The narratives we create to explain our selves to ourselves are dynamic structures, organic in their lifelike mutability. We process what we think know of ourselves, of our lives and our relations with the world, all of it an evolving storyline that we conjure up in real time. We become the story of ourselves. The title of the Elvis Costello song, “Every Day I write the Book,” may be the closest take on how we internalize and explain our own story to ourselves.
Part of what we do in constructing, integrating and revising these interior novels or movies, the leading role is always reserved for you know who, is to create an acceptable self, one we can live with. We rationalize, we explain our experiences, our weaknesses, our vices, our virtues and our desires until we find an acceptable way of carrying on in our interactions with both objective and subjective reality.
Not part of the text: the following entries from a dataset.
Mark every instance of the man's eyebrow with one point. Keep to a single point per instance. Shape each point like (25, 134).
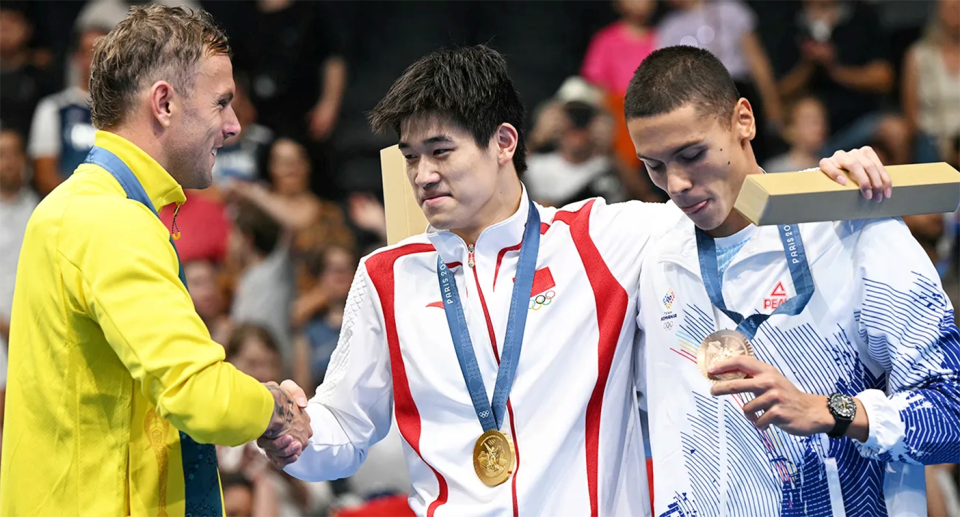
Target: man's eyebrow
(438, 139)
(676, 149)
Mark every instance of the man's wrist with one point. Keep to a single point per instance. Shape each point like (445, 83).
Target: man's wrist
(859, 429)
(282, 416)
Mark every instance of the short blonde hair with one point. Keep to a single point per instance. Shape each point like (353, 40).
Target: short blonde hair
(153, 42)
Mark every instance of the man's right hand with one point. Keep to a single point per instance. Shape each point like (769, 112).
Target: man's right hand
(289, 431)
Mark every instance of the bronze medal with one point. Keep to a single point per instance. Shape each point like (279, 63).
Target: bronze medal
(494, 457)
(722, 344)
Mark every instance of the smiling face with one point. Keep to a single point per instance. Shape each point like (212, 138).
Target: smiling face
(459, 185)
(699, 161)
(205, 120)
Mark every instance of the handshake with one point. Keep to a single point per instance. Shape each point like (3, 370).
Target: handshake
(289, 431)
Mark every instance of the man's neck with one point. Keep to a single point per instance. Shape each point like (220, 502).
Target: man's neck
(801, 155)
(735, 221)
(733, 224)
(13, 60)
(498, 209)
(574, 158)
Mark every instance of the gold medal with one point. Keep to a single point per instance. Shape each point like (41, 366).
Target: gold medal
(494, 457)
(722, 344)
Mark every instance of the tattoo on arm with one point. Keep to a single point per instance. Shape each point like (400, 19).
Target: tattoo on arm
(283, 411)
The measure of success in playing your own tale to yourself may be like the taste of the pudding, how well does it go down? How well does it allow you to go on, to forgive yourself after the losses of innocence? How well does it permit you a viable life in the face of your own shortcomings, betrayals, defeats and more dangerously problematic, your successes.
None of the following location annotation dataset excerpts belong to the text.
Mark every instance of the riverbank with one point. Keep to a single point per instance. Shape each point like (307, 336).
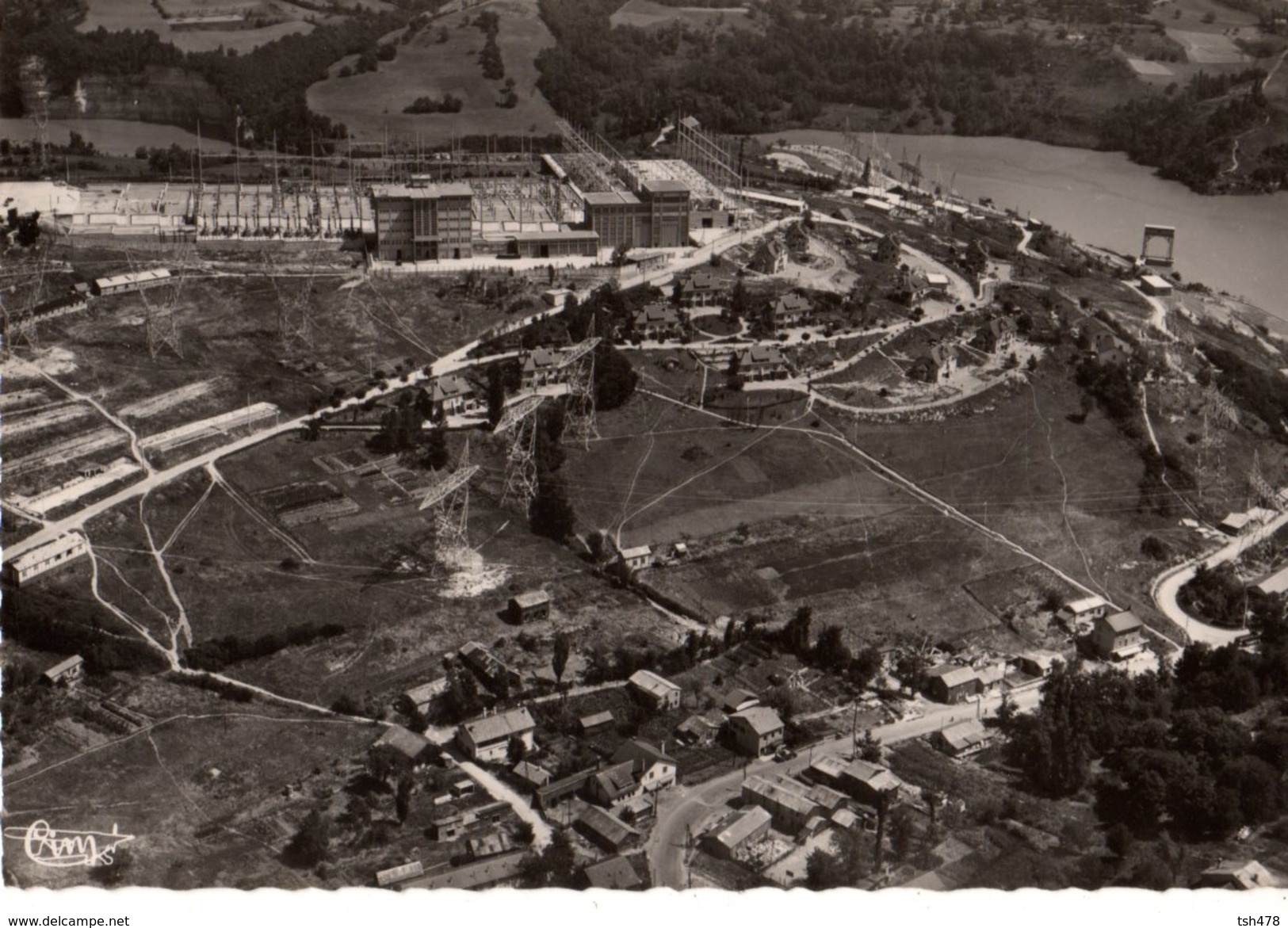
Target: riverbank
(1230, 243)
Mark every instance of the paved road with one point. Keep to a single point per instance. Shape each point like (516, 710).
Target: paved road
(683, 808)
(1170, 582)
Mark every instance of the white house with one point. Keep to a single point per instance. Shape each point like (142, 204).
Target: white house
(488, 739)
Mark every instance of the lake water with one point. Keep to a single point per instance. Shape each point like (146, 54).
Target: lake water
(1233, 243)
(113, 136)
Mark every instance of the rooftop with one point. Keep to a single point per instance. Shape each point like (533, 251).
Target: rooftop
(1123, 622)
(614, 873)
(760, 719)
(495, 728)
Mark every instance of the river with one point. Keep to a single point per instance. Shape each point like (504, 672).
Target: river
(1233, 243)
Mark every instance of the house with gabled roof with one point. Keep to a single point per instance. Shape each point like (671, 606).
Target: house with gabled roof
(791, 309)
(659, 693)
(488, 739)
(756, 731)
(702, 290)
(951, 682)
(935, 366)
(1118, 636)
(762, 362)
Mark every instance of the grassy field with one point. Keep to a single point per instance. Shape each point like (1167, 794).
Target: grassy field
(426, 67)
(142, 14)
(204, 792)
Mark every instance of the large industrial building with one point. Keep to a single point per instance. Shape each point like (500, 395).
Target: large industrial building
(422, 223)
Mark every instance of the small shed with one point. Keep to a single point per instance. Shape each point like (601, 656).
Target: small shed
(529, 606)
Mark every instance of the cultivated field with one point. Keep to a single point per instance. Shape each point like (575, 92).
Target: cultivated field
(426, 67)
(645, 14)
(142, 14)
A viable working narrative of one’s life has to be rooted ultimately in a humility that allows you to walk that razor’s edge between the extremes of over-reaching delusions of singularity and debilitating states of worthlessness and self-loathing. A sustaining, self-correcting narrative is one that reasonably can handle the seductions of achievement while also letting you pick yourself up after the ego-punishing drubbings that every life encounters. The humility required for a humane personal narrative of one’s life is not the false humility of self-effacement, but a humility rooted in as rigorous an honesty as you are humanly capable of honoring.
By the time I realized I was living according to the novel or movie of my life that I myself had authored, I was already moving past the point where I probably no longer needed it to defend myself against the abyss. Like everyone, I’ve been tried by life and found, in many cases wanting, and in others discovered whatever virtues I might possess. My narrative for better or worse, permitted me to continue to function within the contradictory context of both continuity and change. We change over time, and our narratives change, and yet we remain the same people.
My own story of myself, like some novel I started writing and reading as a child, has begun, like memory itself, to unravel and fade within my mind. It may be that the path toward any achievable acceptance of our own temporality comes only, if indeed it comes at all, when the protective burden of our interior narrative begins to crumble and dissolve.
I will certainly be revisiting this subject.